What is AI?

AI refers to the use of computer systems to perform tasks that traditionally require human intelligence and senses. Instead of a programmer assigning AI a set of step-by-step instructions, AI “learns” by using statistical techniques that allow it to improve performance on a task. This process of machine learning equips AI to generate rules and predictions on its own by analyzing large quantities of data.

How Does AI work?

Most AI technologies currently in use are considered “Artificial Narrow Intelligence” because they can only perform a specific task or a sequence of tasks autonomously by using human-like capabilities. AI technologies being researched today are moving toward “Artificial General Intelligence,” where AI will be able to apply its capabilities to perform many different tasks.

As AI capabilities increase, organizations must be mindful of the growing potential for socially unacceptable outcomes. To mitigate risks, organizations like Deloitte recommend embedding human values in the loop. This involves using a risk-based approach that considers principles like impact (beneficence, non-maleficence), justice (procedural fairness, distributive fairness), and autonomy (comprehension, control).

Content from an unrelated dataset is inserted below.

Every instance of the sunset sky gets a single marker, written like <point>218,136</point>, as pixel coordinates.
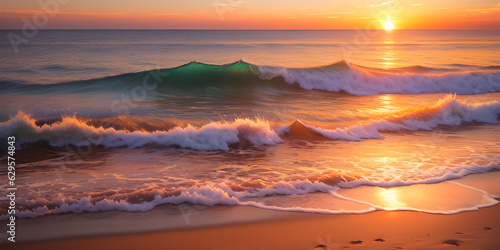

Artificial Intelligence can include some or all of the following features:

  • Natural Language Processing (NLP) enables AI to communicate with humans.​ AI can read, interpret, and produce linguistic data. For example, AI can interpret a speaker’s voice and create a transcript based on the results.
  • Knowledge Representation acts as memory for AI. Humans program machines to store and organize knowledge. The resulting model it creates from that knowledge can be used to solve complex problems. For example, an AI “seeing” application may learn to identify different types of currency once it has built enough knowledge.
  • Automated Reasoning is the theoretical framework behind machine learning models. This framework gives machine learning models a structure to define, approach, and solve problems. The goal is to enable AI to use stored information to answer questions and draw conclusions automatically. AI that incorporates automated reasoning can create rules to understand different situations, so it can identify when something unexpected is happening, such as a data breach. As another example, a company using AI with automated reasoning capabilities can identify unauthorized purchases on a customer’s account based on that customer’s typical location and spending habits.
  • Machine Learning Models are a key type of AI that learns to recognize patterns in datasets. Humans train a machine learning model by coding an algorithm to analyze and draw conclusions from an existing dataset. For example, a model can learn to recognize patterns in an image dataset, grouping similar images into labeled categories. Machine learning is a primary technique that uses automated reasoning.
  • Datasets are the building blocks for machine learning models. Humans often separate a dataset into two or three segments for training, testing, and validation. The model practices on training and testing datasets, then runs on a validation dataset. Results from the validation dataset determine how well the model performs and whether it is fit to analyze new data out in the world. Common indicators of a model’s fitness are accuracy, precision, and recall.
  • Algorithms are sequences of “if, then” statements, which humans design as part of Machine Learning models. These models input datasets, then run algorithms to detect patterns, adapt to new situations, and make decisions automatically.

What Does AI Do Well?

AI can process a lot of information by analyzing and finding patterns in large datasets that may be difficult or impossible for a human to identify. It can automate simple and repetitive tasks and make complex tasks more efficient. AI is a wonderful chess player, for example, because it can consider the total number of possible moves in a predictable, controlled environment at a pace and scale that a human cannot.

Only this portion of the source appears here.